Una vez que Horacio y Lucía tomaron asiento en el restaurante, Lucía rompió el hielo:
—Papá, ¿tú también te diste cuenta?
Horacio asintió lentamente. Claro que se había dado cuenta: Alejandro se desvivía en atenciones con la madre de Jimena.
Incluso se adelantó para abrirle la puerta del auto antes de subir.
Una actitud digna de quien intenta impresionar a su futura suegra.
—Entonces, ¿cuándo vamos a devolverles el anillo de compromiso?
Lucía sabía que la ruptura solo sería oficial y definitiva si su padre daba la cara. Si ella lo hacía sola, la familia Zavala lo tomaría como un simple berrinche infantil sin validez.
Incluso cuando se lo había dejado claro al propio don Guillermo Zavala, el anciano patriarca no le había dado una respuesta concreta.
Horacio comenzó a servirle comida a su hija en silencio.
Hace un tiempo, le había preguntado a su esposa qué pensaba de la insistencia de Lucía en cancelar el compromiso.
Para su sorpresa, después de dudar un poco, ella le había dicho que lo mejor era romperlo.
Le explicó que si la otra mujer en cuestión hubiera sido cualquier otra, tal vez valía la pena luchar. Pero siendo Jimena... la muchacha era indudablemente brillante, y la batalla estaba perdida.
Además, Jimena y Lucía habían sido buenas amigas.
Aunque Lucía no lo dijera en voz alta, en el fondo era leal; si su amiga ya había puesto los ojos en ese hombre, ella jamás volvería a interesarse en él.
Al recordar esa charla, Horacio sintió una punzada de molestia. A sus ojos, su hija era igual o más excepcional que Jimena. Sobre todo ahora, con todas las audaces decisiones que Lucía había tomado en la empresa, demostrando una y otra vez una visión que lo dejaba asombrado.
Era una verdadera lástima.
Admiraba a Alejandro, pero el destino dictaba que nunca sería su yerno. Y si Lucía no lo quería en su vida, él no iba a forzarla.
—En cuanto pase la boda de tu hermano, iré a la mansión principal de los Zavala. Ahora, concéntrate en comer.

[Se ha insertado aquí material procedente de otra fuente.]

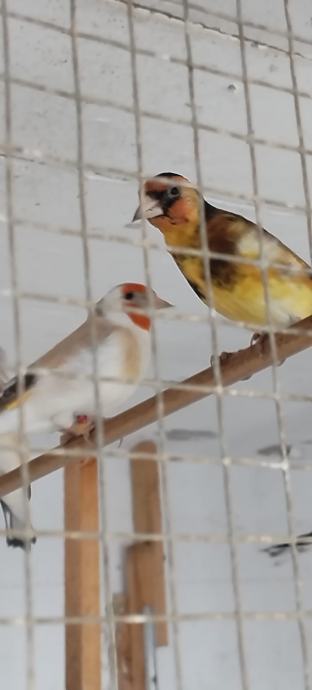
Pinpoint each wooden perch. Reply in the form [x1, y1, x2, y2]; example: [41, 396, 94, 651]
[0, 316, 312, 497]
[115, 441, 168, 690]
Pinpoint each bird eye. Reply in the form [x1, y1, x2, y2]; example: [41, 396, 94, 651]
[168, 187, 180, 199]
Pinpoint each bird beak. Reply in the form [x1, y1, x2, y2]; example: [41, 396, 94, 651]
[131, 195, 164, 223]
[155, 297, 174, 309]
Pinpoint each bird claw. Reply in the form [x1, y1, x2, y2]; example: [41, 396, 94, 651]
[250, 333, 268, 356]
[210, 352, 233, 367]
[250, 333, 285, 367]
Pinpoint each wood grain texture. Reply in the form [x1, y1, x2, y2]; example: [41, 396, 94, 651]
[129, 441, 168, 647]
[0, 316, 312, 498]
[64, 459, 102, 690]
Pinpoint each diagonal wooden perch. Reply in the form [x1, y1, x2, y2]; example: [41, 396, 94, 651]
[0, 316, 312, 498]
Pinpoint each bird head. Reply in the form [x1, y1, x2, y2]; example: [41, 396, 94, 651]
[132, 172, 201, 246]
[96, 283, 173, 331]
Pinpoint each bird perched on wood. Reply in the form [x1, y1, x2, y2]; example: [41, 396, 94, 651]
[133, 173, 312, 328]
[0, 283, 171, 548]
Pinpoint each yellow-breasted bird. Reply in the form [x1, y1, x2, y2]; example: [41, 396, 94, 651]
[133, 172, 312, 328]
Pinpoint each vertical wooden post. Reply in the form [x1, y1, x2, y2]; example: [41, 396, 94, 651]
[64, 458, 101, 690]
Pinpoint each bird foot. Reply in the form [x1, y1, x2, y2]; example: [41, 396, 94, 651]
[61, 414, 94, 446]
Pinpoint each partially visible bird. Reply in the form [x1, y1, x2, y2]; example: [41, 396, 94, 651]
[133, 172, 312, 328]
[0, 283, 171, 548]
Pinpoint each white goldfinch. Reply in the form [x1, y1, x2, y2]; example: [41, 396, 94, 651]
[0, 283, 171, 548]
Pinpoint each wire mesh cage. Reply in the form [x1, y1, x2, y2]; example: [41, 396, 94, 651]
[0, 0, 312, 690]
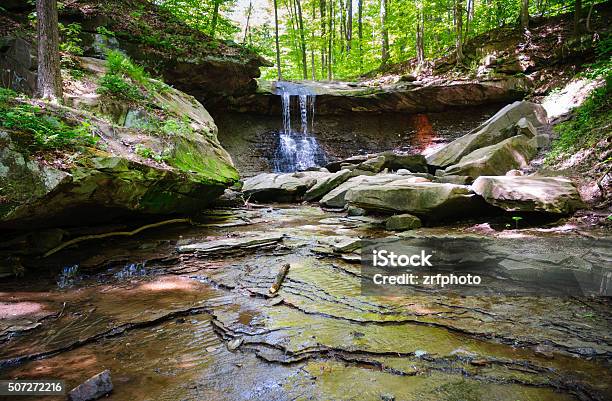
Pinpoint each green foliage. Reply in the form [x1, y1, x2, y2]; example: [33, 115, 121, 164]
[0, 88, 98, 149]
[547, 75, 612, 163]
[98, 50, 167, 101]
[134, 144, 170, 163]
[59, 22, 83, 56]
[106, 50, 150, 85]
[96, 25, 115, 37]
[512, 216, 523, 230]
[97, 72, 144, 102]
[159, 0, 240, 39]
[582, 35, 612, 79]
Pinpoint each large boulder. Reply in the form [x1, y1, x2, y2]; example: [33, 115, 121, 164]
[346, 180, 478, 220]
[304, 170, 351, 202]
[381, 151, 427, 173]
[242, 171, 333, 202]
[319, 174, 407, 208]
[385, 213, 421, 231]
[0, 131, 238, 228]
[444, 135, 537, 178]
[472, 176, 584, 214]
[427, 101, 547, 168]
[0, 59, 239, 228]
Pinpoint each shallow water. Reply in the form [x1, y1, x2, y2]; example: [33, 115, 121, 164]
[0, 206, 612, 401]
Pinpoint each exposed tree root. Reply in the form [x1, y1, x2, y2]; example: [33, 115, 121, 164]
[43, 218, 191, 258]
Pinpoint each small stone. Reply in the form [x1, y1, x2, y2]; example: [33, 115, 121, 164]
[533, 344, 555, 359]
[68, 369, 113, 401]
[506, 169, 523, 177]
[227, 337, 244, 351]
[347, 206, 365, 216]
[385, 213, 421, 231]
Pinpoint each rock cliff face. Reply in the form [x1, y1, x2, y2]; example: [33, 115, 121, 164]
[0, 59, 239, 228]
[0, 0, 268, 105]
[220, 76, 531, 115]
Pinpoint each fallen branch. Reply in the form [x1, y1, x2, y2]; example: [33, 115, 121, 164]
[43, 219, 191, 258]
[268, 263, 290, 294]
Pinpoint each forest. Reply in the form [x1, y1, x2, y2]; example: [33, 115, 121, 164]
[0, 0, 612, 401]
[159, 0, 597, 80]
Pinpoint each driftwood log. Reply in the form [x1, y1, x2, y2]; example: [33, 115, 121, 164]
[268, 263, 290, 294]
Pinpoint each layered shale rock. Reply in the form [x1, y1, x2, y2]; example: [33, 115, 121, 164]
[472, 176, 584, 214]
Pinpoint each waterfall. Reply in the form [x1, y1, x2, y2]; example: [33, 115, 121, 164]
[273, 82, 326, 172]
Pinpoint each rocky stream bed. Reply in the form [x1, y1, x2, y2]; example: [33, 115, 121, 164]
[0, 205, 612, 401]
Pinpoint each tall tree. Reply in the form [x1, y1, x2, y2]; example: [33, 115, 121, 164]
[455, 0, 463, 64]
[416, 0, 425, 67]
[295, 0, 308, 79]
[242, 1, 253, 44]
[574, 0, 582, 36]
[319, 0, 331, 79]
[36, 0, 63, 102]
[357, 0, 364, 67]
[521, 0, 529, 30]
[327, 0, 334, 81]
[346, 0, 353, 53]
[274, 0, 283, 81]
[210, 0, 221, 38]
[380, 0, 389, 66]
[310, 1, 317, 81]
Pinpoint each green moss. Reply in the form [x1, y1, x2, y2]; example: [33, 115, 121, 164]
[168, 143, 240, 185]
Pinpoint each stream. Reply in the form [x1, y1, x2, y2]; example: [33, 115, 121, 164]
[0, 205, 612, 401]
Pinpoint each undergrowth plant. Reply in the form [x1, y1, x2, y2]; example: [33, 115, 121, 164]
[0, 88, 98, 149]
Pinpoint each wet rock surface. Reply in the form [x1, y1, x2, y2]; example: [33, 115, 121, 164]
[472, 176, 584, 214]
[0, 206, 612, 401]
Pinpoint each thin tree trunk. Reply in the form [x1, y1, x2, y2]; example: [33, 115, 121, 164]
[463, 0, 476, 43]
[574, 0, 582, 36]
[295, 0, 308, 79]
[319, 0, 327, 79]
[242, 1, 253, 43]
[346, 0, 353, 53]
[521, 0, 529, 30]
[210, 0, 221, 38]
[36, 0, 63, 102]
[416, 0, 425, 67]
[380, 0, 389, 66]
[357, 0, 364, 72]
[310, 1, 317, 81]
[274, 0, 283, 81]
[327, 0, 334, 81]
[455, 0, 463, 64]
[586, 3, 595, 32]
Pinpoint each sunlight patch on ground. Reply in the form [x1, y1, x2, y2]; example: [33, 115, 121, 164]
[542, 78, 603, 119]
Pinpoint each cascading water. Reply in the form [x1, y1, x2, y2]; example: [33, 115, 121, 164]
[273, 82, 326, 173]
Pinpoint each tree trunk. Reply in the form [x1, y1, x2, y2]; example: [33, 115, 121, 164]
[274, 0, 283, 81]
[242, 1, 253, 43]
[357, 0, 363, 72]
[380, 0, 389, 66]
[295, 0, 308, 79]
[36, 0, 63, 102]
[319, 0, 327, 79]
[327, 0, 334, 81]
[574, 0, 582, 36]
[310, 1, 317, 81]
[455, 0, 463, 64]
[210, 0, 221, 38]
[463, 0, 476, 43]
[416, 0, 425, 67]
[586, 3, 595, 32]
[521, 0, 529, 30]
[346, 0, 353, 53]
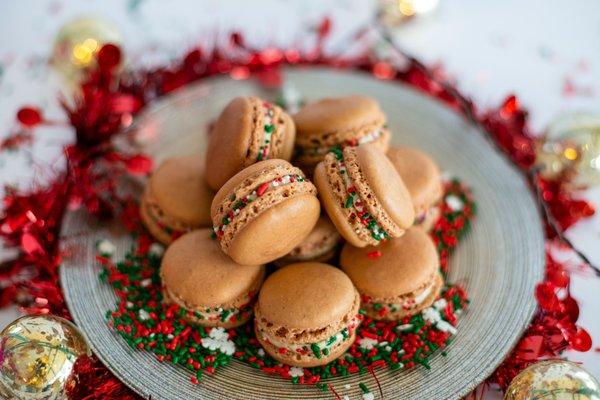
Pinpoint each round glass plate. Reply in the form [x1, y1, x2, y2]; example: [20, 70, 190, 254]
[61, 68, 544, 400]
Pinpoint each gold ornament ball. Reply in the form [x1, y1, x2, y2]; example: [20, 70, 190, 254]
[536, 112, 600, 188]
[0, 315, 91, 400]
[504, 360, 600, 400]
[51, 18, 122, 83]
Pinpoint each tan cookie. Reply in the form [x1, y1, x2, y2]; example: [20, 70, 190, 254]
[340, 227, 444, 320]
[254, 262, 361, 367]
[160, 229, 265, 328]
[211, 160, 320, 264]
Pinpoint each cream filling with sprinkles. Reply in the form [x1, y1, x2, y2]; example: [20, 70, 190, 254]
[256, 101, 275, 161]
[307, 128, 383, 156]
[365, 281, 435, 313]
[332, 149, 389, 241]
[260, 315, 361, 358]
[213, 174, 306, 239]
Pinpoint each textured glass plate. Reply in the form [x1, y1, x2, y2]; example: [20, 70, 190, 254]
[61, 68, 544, 400]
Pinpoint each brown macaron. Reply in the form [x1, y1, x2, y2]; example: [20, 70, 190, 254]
[315, 144, 414, 247]
[140, 155, 214, 244]
[387, 146, 444, 231]
[160, 229, 265, 328]
[211, 160, 321, 264]
[275, 215, 342, 267]
[294, 96, 390, 171]
[340, 227, 444, 320]
[206, 97, 296, 190]
[254, 262, 361, 367]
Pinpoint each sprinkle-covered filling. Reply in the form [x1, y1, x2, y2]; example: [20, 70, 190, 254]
[256, 101, 275, 161]
[304, 128, 383, 156]
[362, 282, 435, 317]
[331, 147, 390, 241]
[260, 314, 363, 358]
[213, 174, 306, 240]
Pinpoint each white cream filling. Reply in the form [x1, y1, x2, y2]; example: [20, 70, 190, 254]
[260, 316, 360, 352]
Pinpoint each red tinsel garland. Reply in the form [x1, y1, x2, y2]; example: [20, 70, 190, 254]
[0, 20, 594, 399]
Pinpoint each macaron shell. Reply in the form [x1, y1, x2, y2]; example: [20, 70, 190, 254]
[148, 155, 214, 228]
[255, 262, 358, 336]
[140, 192, 173, 246]
[315, 162, 367, 247]
[227, 194, 321, 265]
[340, 227, 439, 298]
[356, 144, 415, 229]
[206, 97, 254, 190]
[255, 330, 356, 368]
[387, 146, 443, 215]
[160, 229, 265, 309]
[294, 96, 385, 147]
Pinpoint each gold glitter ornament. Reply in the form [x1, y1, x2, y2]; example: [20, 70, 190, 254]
[504, 360, 600, 400]
[51, 18, 122, 84]
[536, 113, 600, 187]
[0, 315, 91, 400]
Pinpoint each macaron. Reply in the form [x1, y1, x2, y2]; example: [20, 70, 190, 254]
[140, 155, 214, 244]
[254, 262, 361, 367]
[211, 160, 321, 265]
[160, 229, 265, 328]
[315, 144, 414, 247]
[206, 97, 296, 190]
[387, 146, 443, 231]
[340, 227, 444, 321]
[275, 215, 342, 267]
[294, 96, 390, 170]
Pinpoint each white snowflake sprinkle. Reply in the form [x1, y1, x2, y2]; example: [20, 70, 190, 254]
[433, 299, 448, 310]
[202, 327, 235, 356]
[446, 194, 465, 211]
[358, 338, 377, 350]
[138, 308, 150, 321]
[140, 278, 152, 287]
[148, 243, 165, 257]
[97, 239, 117, 257]
[363, 392, 375, 400]
[289, 367, 304, 378]
[423, 307, 456, 335]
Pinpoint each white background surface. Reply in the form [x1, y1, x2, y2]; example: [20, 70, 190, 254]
[0, 0, 600, 397]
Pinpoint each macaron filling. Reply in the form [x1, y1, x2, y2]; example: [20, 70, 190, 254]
[163, 288, 256, 323]
[254, 314, 362, 358]
[331, 148, 390, 242]
[362, 280, 436, 317]
[256, 101, 275, 161]
[300, 127, 385, 156]
[213, 174, 306, 240]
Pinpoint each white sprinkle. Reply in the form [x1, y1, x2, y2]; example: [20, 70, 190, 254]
[140, 278, 152, 287]
[396, 324, 412, 332]
[148, 243, 165, 257]
[433, 299, 448, 310]
[446, 194, 465, 211]
[138, 308, 150, 321]
[358, 338, 377, 350]
[97, 239, 117, 257]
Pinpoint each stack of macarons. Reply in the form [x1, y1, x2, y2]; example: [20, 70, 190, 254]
[140, 96, 443, 367]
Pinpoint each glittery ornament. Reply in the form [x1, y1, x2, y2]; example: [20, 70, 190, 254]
[536, 113, 600, 187]
[504, 360, 600, 400]
[51, 18, 122, 84]
[0, 315, 90, 400]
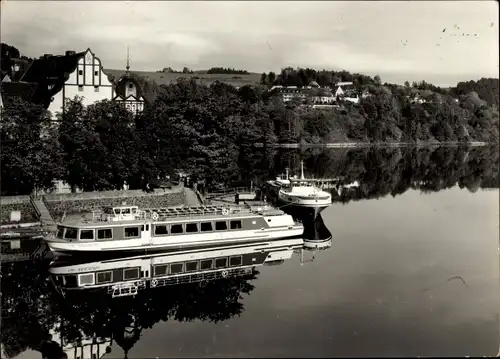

Escuchar esas palabras fue un bálsamo para Lucía, quien finalmente pudo respirar con tranquilidad.
Dócilmente, tomó sus cubiertos y comenzó a comer.
Al salir del restaurante junto a su padre, Lucía recibió una excelente noticia.
Hacía tiempo que había solicitado el registro de varias patentes, y finalmente le habían aprobado la de los componentes inteligentes.
En su vida pasada, ese había sido el producto estrella que consolidó la fortuna tecnológica de la familia Zavala.
Pero en esta vida, ella se les había adelantado.
Conocía mejor que nadie las tácticas despiadadas de Alejandro. Sabiendo que la familia Zavala tenía contactos al más alto nivel tanto en los negocios como en la política, Lucía se había visto obligada a jugar sucio.
En esta segunda oportunidad, se había dedicado a reclutar a los mejores talentos, asegurar patentes clave y buscar desesperadamente nuevas estrategias para alterar el rumbo de su familia.
Al escuchar que la patente era oficialmente suya, Lucía sintió que un enorme peso desaparecía de sus hombros; su ánimo mejoró drásticamente.